Okay, maybe I should spook her out the window. Surely nobody would miss her, right? No great loss? But I did not say anything. "All right, Lady Dandston, I'm not going to dignify that with a response, but I will be attending my own garments over here."
I hung my clothes in the wardrobe to my side of the room, and set out my other needs. Shampoo, soap, towels, perfumes, combs, toothbrush... all that good stuff. Making myself at home. After a few minutes, Elica walked out of the room without another word to me.
I fluffed my blankets, and found a warming pan inside. I moved it to the fireplace, but I was pretty sure I'd never need it. Sorcery is pretty great. One spell, I can warm up fabric, or air, or just about anything. I'm versatile, after all. I lined up books, and a small tin box full of small samples, various materials I'd been trying to bind for months or years now. Also some small stupid games that I could play in the night if I got bored.

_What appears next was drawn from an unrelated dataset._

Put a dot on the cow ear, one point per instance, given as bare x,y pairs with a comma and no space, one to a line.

After about fifteen minutes, Elica Dandston came parading back in with her head held high, and a mousy black-haired girl walked in, glancing furtively. I tried to smile at her, but she wasn't having it. And after that was an agony of watching as Elica stood still and gave orders, pointing imperiously, as this new servant of hers dashed about and did all the easy work that Elica could have already done on her own if she cared to. Hanging, brushing, and then stripping the bed and remaking it with sheets directly from the linen closet. She packed away the earl's bags and then swept around with a straw broom.

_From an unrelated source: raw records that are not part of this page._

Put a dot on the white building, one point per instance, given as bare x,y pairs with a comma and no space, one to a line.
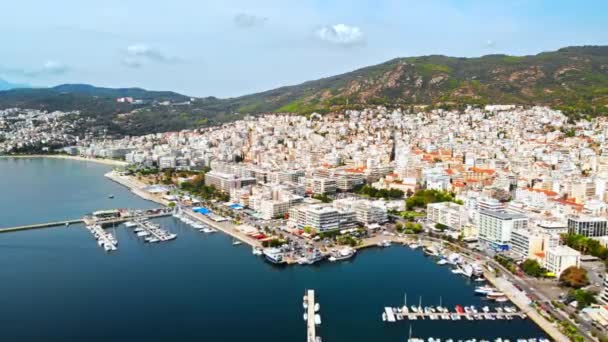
495,227
524,244
320,217
368,212
448,214
558,258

I held my peace until the girl finished, curtseyed, and left. She never said a word that I could hear, and her appearance was almost inseparable from a hundred girls I'd seen today. I did not want to think of her as a filler character, but the plain shoes fit.
God. Elica The Bitch didn't want to think of people as being human because of her wealth-privilege and classism. Me, I'm judging people based on whether their hair is fantasy-colored and their faces are supermodel-pretty or just girl-next-door pretty. Fuck, this is devastating. I might not be a less shitty person than Elica Dandston of the Brunbling Dandstons. We both have different ways of making most of our fellow students into non-people.
"Lady Dandston," I said with a formality that we both recognized immediately. "If circumstances should transpire that you and I do continue to share this space as roommates, I must insist from the start that nobody but you or I should ever enter this room without one of us present. I should not have anyone walk in here unattended, and we must keep that door locked when we are out."
She laughed, actually. "Oh, do not worry! I know better than to allow the help into my chambers, especially with no steward or butler to keep a hand over them. We are entirely of one mind about that, I assure you!" She glanced about, then added, "they steal," in a conspiratorial whisper.
I was actually more worried about assassination attempts against me, honestly. But if it helped Elica to sleep at night thinking that I was worried her hirelings would run off with my necklaces, then she could be allowed to believe that. She was freaked out by the fact that I took a scholarship test, what would happen to her poor fragile nerves if she found out that I might actually be a risk to her life, just by proximity?